The predictors of pain at 1 year did not change when we excluded those subjects who entered the study with a previous hysterectomy. Specifically, the standardized parameter estimate and significance (β = −0.287; P = 0.01) for the effect of interim hysterectomy were still notable when those with a prior hysterectomy were excluded from the analyses, compared with the results for the entire cohort shown in Table .
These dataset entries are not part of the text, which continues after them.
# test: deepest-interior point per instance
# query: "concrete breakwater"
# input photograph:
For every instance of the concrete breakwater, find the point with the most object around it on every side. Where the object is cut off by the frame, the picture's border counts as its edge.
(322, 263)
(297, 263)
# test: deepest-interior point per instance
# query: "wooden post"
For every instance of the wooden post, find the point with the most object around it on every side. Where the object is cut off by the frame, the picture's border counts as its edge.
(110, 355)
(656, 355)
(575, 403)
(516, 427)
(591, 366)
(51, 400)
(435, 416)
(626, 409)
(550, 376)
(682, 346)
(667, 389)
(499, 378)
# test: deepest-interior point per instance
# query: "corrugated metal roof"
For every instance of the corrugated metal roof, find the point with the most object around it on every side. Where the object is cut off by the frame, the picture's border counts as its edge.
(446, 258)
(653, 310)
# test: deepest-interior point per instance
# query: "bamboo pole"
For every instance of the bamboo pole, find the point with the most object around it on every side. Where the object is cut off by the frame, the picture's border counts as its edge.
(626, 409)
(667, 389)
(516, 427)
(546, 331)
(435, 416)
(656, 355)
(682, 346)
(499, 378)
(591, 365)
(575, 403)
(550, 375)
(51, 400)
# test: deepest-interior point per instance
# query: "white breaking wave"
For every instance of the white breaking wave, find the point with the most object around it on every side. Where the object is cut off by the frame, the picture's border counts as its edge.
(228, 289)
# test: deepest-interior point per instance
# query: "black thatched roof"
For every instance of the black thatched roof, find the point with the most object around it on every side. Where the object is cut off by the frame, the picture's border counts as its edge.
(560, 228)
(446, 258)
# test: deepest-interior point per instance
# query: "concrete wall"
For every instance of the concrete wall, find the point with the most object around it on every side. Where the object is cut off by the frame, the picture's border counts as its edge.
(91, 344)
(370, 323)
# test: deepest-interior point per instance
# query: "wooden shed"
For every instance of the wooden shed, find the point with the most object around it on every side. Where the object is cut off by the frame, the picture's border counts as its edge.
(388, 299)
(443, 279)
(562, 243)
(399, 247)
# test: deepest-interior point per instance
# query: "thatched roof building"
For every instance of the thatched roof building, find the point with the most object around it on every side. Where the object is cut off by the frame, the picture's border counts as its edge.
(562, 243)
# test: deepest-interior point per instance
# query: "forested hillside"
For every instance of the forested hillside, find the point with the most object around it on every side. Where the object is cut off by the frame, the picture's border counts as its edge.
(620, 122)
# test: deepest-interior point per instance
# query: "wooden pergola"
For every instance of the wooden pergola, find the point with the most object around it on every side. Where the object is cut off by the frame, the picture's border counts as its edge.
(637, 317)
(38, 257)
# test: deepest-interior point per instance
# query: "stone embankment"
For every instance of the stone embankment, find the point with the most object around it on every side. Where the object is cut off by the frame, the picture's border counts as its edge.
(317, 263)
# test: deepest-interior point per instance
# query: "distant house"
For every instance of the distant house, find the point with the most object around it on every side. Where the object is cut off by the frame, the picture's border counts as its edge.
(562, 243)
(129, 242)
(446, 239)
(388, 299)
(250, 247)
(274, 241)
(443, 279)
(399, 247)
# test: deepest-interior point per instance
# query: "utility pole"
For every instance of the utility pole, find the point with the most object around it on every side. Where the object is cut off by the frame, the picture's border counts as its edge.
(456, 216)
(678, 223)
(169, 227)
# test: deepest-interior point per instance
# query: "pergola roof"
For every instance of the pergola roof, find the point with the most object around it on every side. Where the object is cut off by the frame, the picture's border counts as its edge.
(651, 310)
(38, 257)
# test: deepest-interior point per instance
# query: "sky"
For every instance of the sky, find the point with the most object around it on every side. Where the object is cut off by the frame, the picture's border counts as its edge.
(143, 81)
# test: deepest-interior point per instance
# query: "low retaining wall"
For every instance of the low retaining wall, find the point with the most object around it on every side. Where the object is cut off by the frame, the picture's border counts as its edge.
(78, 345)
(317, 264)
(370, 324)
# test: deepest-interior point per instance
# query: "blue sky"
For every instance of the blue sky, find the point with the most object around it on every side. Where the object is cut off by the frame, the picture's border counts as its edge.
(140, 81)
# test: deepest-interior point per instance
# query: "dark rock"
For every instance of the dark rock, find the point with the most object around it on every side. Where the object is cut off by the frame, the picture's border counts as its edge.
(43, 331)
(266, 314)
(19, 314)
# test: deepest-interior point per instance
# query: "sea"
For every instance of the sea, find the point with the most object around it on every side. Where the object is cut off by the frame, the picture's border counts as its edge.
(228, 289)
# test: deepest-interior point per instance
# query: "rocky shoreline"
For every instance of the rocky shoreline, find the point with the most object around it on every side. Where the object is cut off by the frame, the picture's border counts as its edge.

Catastrophizing was a significant predictor of pain at 1 year, explaining 3% of the variance in pain outcomes. At baseline, however, catastrophizing accounted for 21% of the variance in pain levels. This seemingly unexpected observation is attributable to the inclusion of baseline pain in the 1 year statistical model. Since baseline pain explained a large portion of the variance (41%) in 1 year pain outcomes, not much variance was left to be accounted for by catastrophizing despite its significant association with 1 year pain levels. Changes in pain scores within and between catastrophizing groups (mild, moderate, severe) are shown in Fig. . Although all groups tended to decrease in their pain scores, those who exhibited severe catastrophizing at baseline started and ended the study with higher pain levels. Only those with mild (P < 0.001) and moderate (P < 0.001) levels of catastrophizing showed significant pain improvement at 1 year.